Bellows and me just rode down the hill and walked our horses steady into the middle of the half circle of lodges. We got to the center, and a tall brave poked hisself from a lodge to our right. Bellows raised his white-gloved hand and said, “How.”

Then some other braves come out. They moved to our left and behind us, but nobody said nothing. The first Indian that come out raised his hand and then he motioned for us to dismount.

We got down and handed the reins to the fellows standing around. It was a handsome bunch. They was Cheyenne and not from nowhere near Bozeman, so they wasn’t in violation of no treaty with the army up that way as far as I could see. The big fellow that first greeted us stood to the side of the entrance to his lodge and motioned for us to go in. It was warm inside, and there was lots of room. Drawings was painted on the walls, which reminded me of Morning Breeze. A hot fire blazed in the center. There was blankets all around, and two women and four children huddled in the back. It smelled like leather and smoke in there, close with sweat too.

We removed our hats and took a seat by the fire and our host sat down across from us. He signed that we was welcome. To show he meant it, he offered us his pipe and some tobacco. We all smoked silently, sort of staring at each other, then two other braves come in. One of them was tall and wore a long red scarf around his neck. He carried a long spear with white feathers hanging off of it and I didn’t see how it wasn’t the same Indian I seen chasing after Big Tree that time when he rode in amongst them. I tried to remember his name. He had to be a Sioux, but those two tribes traveled together a lot, so it wasn’t no surprise. Our host wore a single white feather in his hair, and when everybody was seated, he spoke.

“Netawnyay,” he said. “I am Saw-set.”

Bellows and I nodded. Then Bellows told him our names. “You speak English?”

“I can some,” Saw-set answered. He went on in Cheyenne, though. He signed that we were welcome again and wondered what we wanted.

Bellows told him in English that the treaty his people signed meant he must come with us to the Fort at Laramie.

“I signed no treaty,” Saw-set said.

“Your people signed a treaty that you have mostly honored until now. You know of the treaty.”

“We hunt,” Saw-set said, speaking very clear English. He pointed to the tall Sioux with the red scarf. “This is White Dog.” That was it. White Dog. I wondered if he seen me close enough to remember. I caught him looking at me. Saw-set said, “His people hunt with us. We feed and put skins on the people. We have no idea of war against the whites.”

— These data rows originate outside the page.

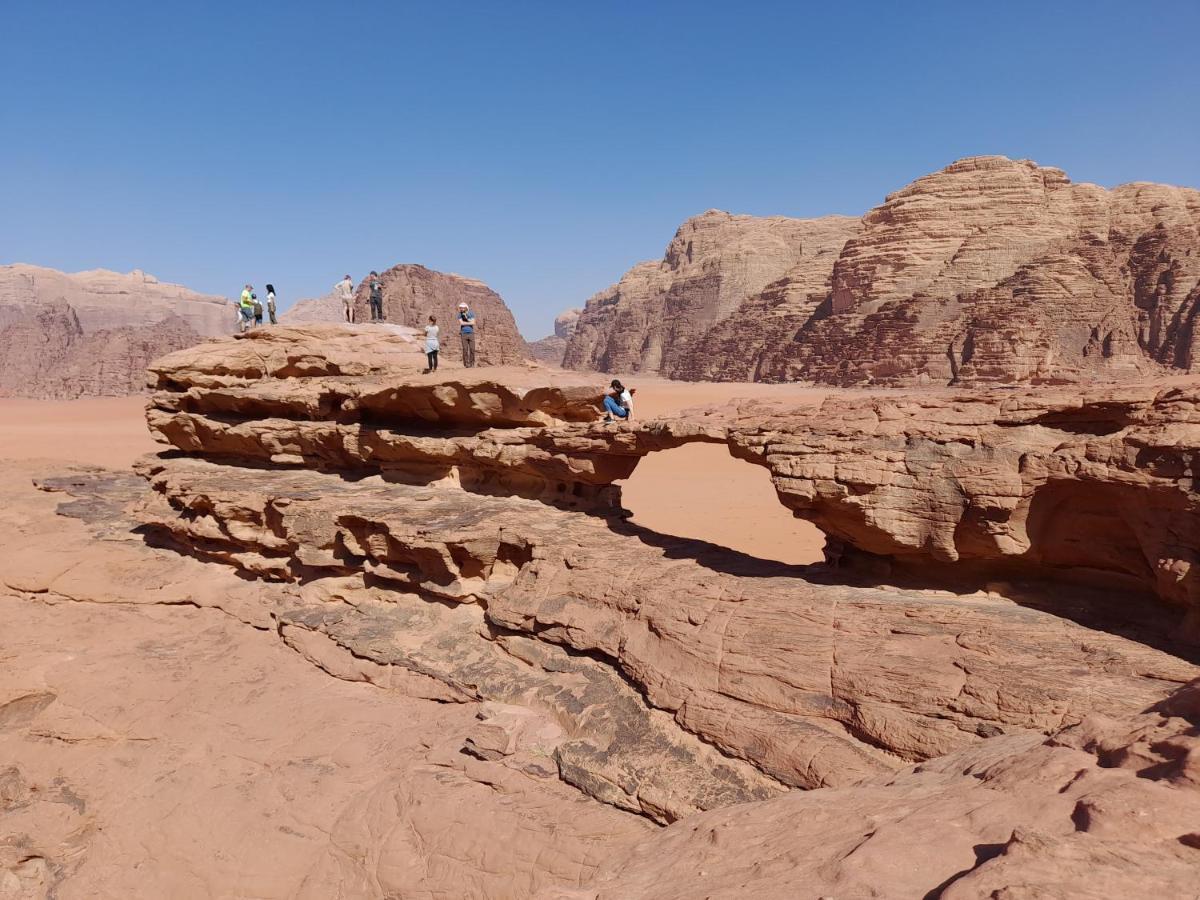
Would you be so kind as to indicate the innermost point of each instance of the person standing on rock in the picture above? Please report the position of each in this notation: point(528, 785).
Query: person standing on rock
point(618, 401)
point(345, 289)
point(376, 297)
point(432, 343)
point(467, 331)
point(246, 307)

White Dog said, “You make war on the people.”

“No,” Bellows said. “I come to offer you a place to keep warm and to be fed during the cold winter.”

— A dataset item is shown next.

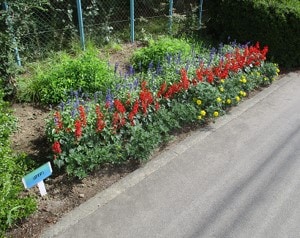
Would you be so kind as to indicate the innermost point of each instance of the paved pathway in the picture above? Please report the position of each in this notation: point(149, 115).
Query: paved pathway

“Are you not warm here?” Saw-set said. “There is plenty of game. We do not need your help, but we are grateful that you come to us and offer it.”

Bellows looked down at his boots that was facing sole to sole in front of him. He had his hands on his knees. He rubbed his knees for a bit, then he said, “I am sorry, but you must go with us to Laramie.”

It got quiet.

The tobacco was good, and when it was near finished, the pipe come to me and I smoked some and then offered it like it was a infant to Saw-set. He took it and just as gently set it down next to him. Then he looked at us. I seen real sadness in his eyes. He said, “Saw-set mean War Eagle in English. If you will make war, we will fight.”